Labor market reforms run into several challenges. The OECD Economic Survey of India advocates "bolder" labor market reforms. It writes,
Bolder reforms would further promote quality employment and reduce income inequality. Work on OECD countries suggests that reducing labor market dualism by narrowing the gap between the protection of permanent and temporary jobs lowers income inequality by reducing both wage dispersion and unemployment. In India, the large unorganized and informal sectors, which leave many workers with low income and virtually no social protection, contribute to labor market segmentation. Reforming labor regulations should aim at providing a minimum floor of pay and social and labor protection conditions for all workers irrespective of the status, size and activity of the firm. This would require introducing a comprehensive labor law which would consolidate and simplify existing regulations. In turn, this would reduce uncertainty surrounding regulations as well as compliance costs for manufacturing companies. Barriers to formal employment should also be reduced, in particular by abolishing the most restrictive provisions of the Industrial Dispute Act that require prior government permission for employment termination and exit decisions. At the same time, the new law should consider providing better training and assistance in job search.
While the argument is appealing, I am not sure whether it will stand the test of scrutiny, even on simple logic, leave alone political economy considerations.
Currently, starting and remaining small and informal enables firms to keep costs down (by paying lower wages and avoiding social protections and certain taxes) as well as escape regulatory requirements. In a country where more than 90% of business enterprises are small and informal, any reform involving minimum pay and social protections, as suggested by the OECD, would be a massive, even impractical, exercise of public intervention. This cannot be done by consolidation and simplification of existing regulations but would require direct executive fiat, whose enforcement poses its set of challenges and distortions.
So here is the fundamental challenge with labor market reforms. On the one hand, the vast majority of businesses in the informal sector barely manage to make ends meet even after paying far lower than minimum wages and offering no social protections. On the other, any formal regulation, even in the most liberalized form, cannot not insist on a reasonable minimum wage and social protections .

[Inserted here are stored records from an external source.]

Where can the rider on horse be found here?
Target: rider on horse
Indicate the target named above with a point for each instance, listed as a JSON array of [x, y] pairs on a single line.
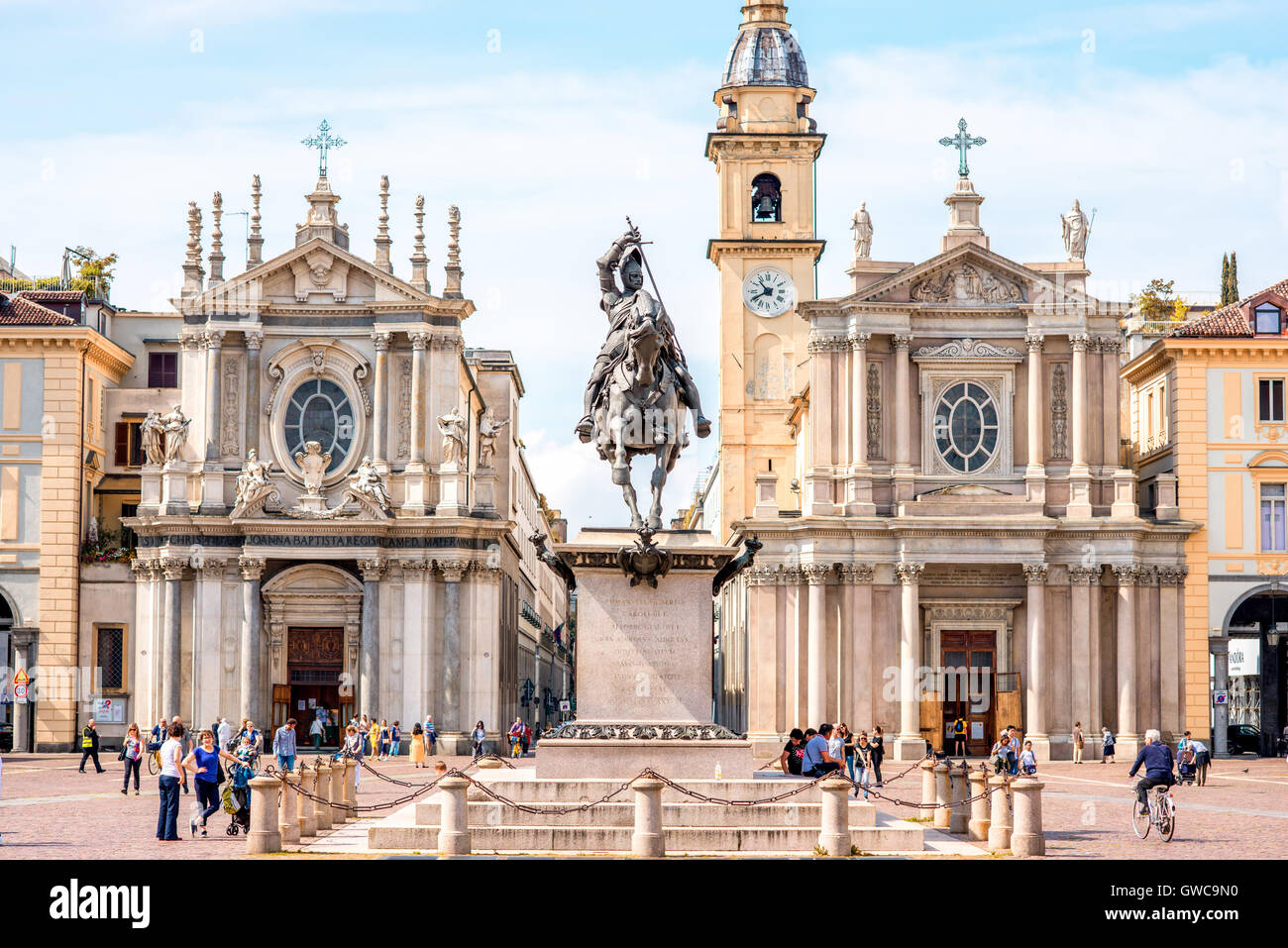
[[621, 305]]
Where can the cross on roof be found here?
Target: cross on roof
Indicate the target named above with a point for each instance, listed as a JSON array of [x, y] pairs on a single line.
[[962, 142], [323, 142]]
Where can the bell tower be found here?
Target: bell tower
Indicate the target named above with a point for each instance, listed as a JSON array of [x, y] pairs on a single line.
[[764, 150]]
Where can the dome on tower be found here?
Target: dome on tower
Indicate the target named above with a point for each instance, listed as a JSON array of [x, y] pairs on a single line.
[[765, 52]]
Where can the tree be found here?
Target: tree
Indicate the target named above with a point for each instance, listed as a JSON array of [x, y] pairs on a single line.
[[1158, 303]]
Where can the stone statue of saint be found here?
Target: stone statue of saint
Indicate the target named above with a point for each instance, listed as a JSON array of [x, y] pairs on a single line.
[[153, 434], [452, 425], [1076, 230], [175, 427], [862, 228], [623, 305], [366, 480], [488, 429], [254, 475], [313, 466]]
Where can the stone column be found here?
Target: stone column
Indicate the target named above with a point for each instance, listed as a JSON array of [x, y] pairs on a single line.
[[454, 828], [1035, 682], [647, 839], [248, 666], [171, 653], [1128, 734], [321, 810], [214, 346], [1000, 817], [380, 401], [450, 720], [419, 340], [910, 745], [265, 835], [254, 343], [1026, 839], [369, 675], [977, 828], [815, 682], [835, 831]]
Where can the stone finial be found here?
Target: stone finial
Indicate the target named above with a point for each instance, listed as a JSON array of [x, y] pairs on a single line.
[[256, 243], [419, 262], [452, 287], [192, 269], [382, 240], [217, 240]]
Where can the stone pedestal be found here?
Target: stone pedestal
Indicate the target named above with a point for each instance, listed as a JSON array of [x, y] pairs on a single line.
[[644, 666], [452, 491]]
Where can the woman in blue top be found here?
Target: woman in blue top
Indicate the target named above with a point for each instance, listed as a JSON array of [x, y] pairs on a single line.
[[206, 759]]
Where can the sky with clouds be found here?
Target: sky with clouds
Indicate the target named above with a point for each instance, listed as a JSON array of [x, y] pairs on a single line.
[[548, 123]]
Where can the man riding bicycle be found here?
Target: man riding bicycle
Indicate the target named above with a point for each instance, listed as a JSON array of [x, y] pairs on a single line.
[[1157, 759]]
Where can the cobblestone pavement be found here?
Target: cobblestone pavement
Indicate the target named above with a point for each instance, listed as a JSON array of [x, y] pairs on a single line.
[[51, 810]]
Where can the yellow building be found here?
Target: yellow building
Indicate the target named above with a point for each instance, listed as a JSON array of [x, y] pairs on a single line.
[[1209, 432], [764, 150], [55, 365]]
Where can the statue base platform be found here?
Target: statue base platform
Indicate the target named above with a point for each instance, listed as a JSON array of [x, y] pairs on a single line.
[[643, 664]]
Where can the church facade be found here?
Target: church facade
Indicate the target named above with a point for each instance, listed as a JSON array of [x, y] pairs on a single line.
[[326, 500], [932, 463]]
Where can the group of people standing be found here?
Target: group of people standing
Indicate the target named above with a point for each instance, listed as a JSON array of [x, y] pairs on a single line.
[[815, 753]]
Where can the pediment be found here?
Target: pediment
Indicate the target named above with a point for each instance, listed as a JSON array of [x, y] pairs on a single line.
[[314, 272], [966, 275]]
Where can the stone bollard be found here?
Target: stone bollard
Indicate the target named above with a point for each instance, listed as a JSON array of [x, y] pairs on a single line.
[[338, 814], [927, 784], [960, 815], [308, 815], [833, 833], [265, 836], [1026, 839], [943, 796], [1000, 818], [978, 827], [287, 822], [322, 811], [647, 839], [454, 830]]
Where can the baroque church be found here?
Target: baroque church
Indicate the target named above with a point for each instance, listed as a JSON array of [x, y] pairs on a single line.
[[932, 463], [327, 500]]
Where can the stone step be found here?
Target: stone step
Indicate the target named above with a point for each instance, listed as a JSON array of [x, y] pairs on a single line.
[[890, 837], [488, 813]]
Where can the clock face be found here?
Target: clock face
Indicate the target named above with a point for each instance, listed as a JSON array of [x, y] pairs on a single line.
[[768, 291]]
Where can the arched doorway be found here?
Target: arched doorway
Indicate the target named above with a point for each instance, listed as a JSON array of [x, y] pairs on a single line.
[[1258, 644]]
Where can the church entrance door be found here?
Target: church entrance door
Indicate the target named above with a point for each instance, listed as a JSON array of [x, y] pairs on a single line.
[[969, 660], [314, 666]]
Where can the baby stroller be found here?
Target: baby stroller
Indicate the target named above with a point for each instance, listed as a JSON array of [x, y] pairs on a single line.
[[236, 800]]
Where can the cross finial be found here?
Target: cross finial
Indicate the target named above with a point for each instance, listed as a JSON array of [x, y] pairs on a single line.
[[962, 142], [323, 142]]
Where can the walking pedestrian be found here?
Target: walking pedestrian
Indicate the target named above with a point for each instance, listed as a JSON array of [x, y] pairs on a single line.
[[89, 746], [877, 742], [132, 753], [171, 768], [417, 745], [207, 776], [283, 746]]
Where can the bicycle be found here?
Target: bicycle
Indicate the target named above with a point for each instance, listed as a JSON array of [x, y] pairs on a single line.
[[1162, 813]]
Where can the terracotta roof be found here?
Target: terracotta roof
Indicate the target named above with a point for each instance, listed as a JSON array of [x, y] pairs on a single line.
[[17, 311], [1228, 321]]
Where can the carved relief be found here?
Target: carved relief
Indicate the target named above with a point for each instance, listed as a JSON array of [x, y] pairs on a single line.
[[875, 412], [403, 407], [1059, 412]]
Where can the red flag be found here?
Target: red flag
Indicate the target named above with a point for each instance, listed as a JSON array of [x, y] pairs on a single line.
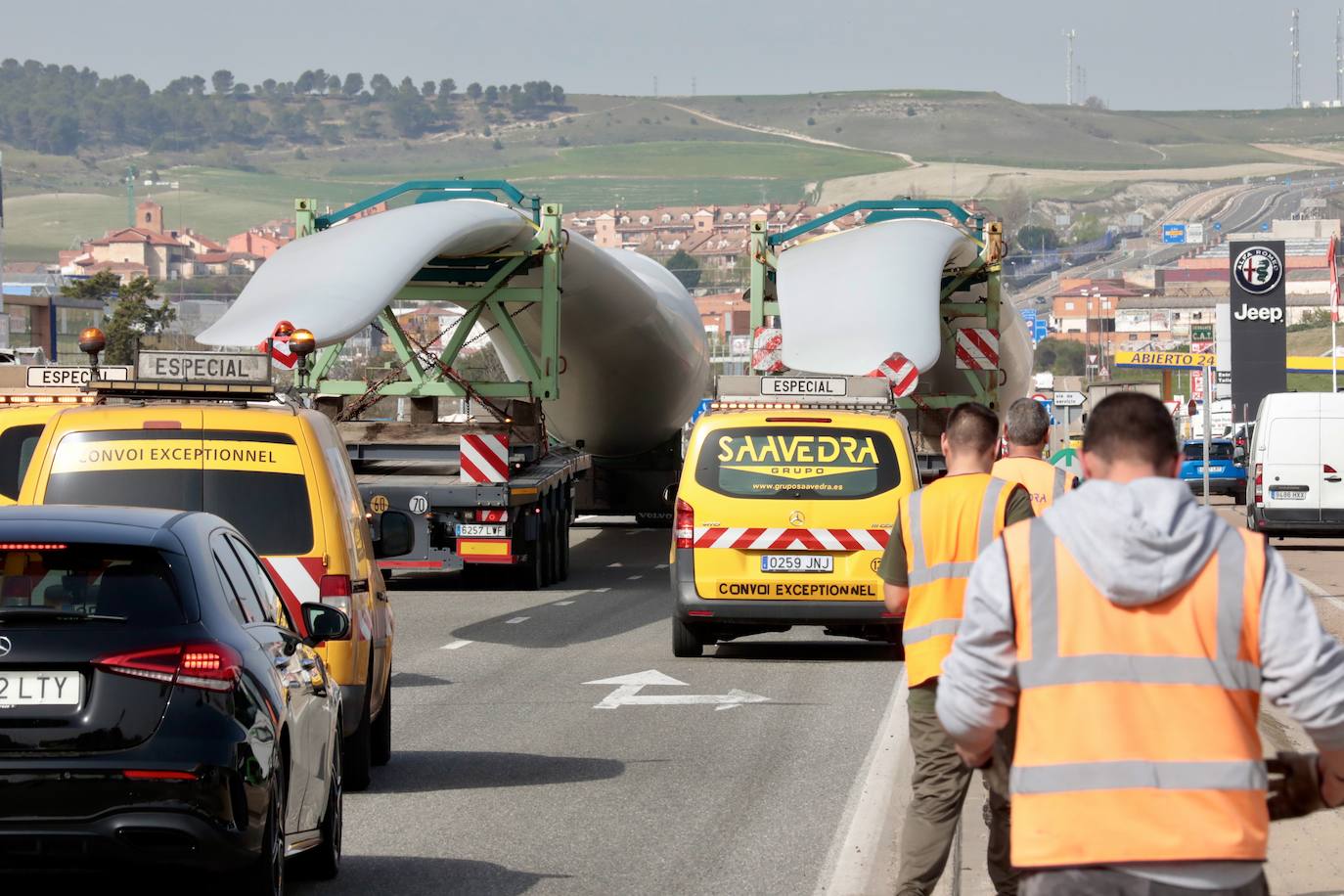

The only way to reconcile this dilemma is to acknowledge the reality that a major part of the market will have to remain outside formal minimum wage and social protections, thereby accepting the informal sector. In short, "bold" reforms involving state of art labor regulations and elimination of the informal sector may be a difficult balancing act. This leaves us with the next best reforms like consolidation and simplification of existing regulations.
The alternative, as this blog has long advocated, is to provide certain basic universal social protections - and the recently launched triptych of programs on life and accident insurance, and pensions is a step in that direction - and use its cushion to roll-back the dual-price market in labor wages. The public subsidy inherent in such programs can potentially provide the cushion, atleast to some employers, to support employer-employee financed health insurance and pensions.
However, for this to make any meaningful dent, the public subsidy accruing to these programs will have to be of a much higher magnitude. But it is clear that currently the country does not have the fiscal space to support a large enough universal social safety net.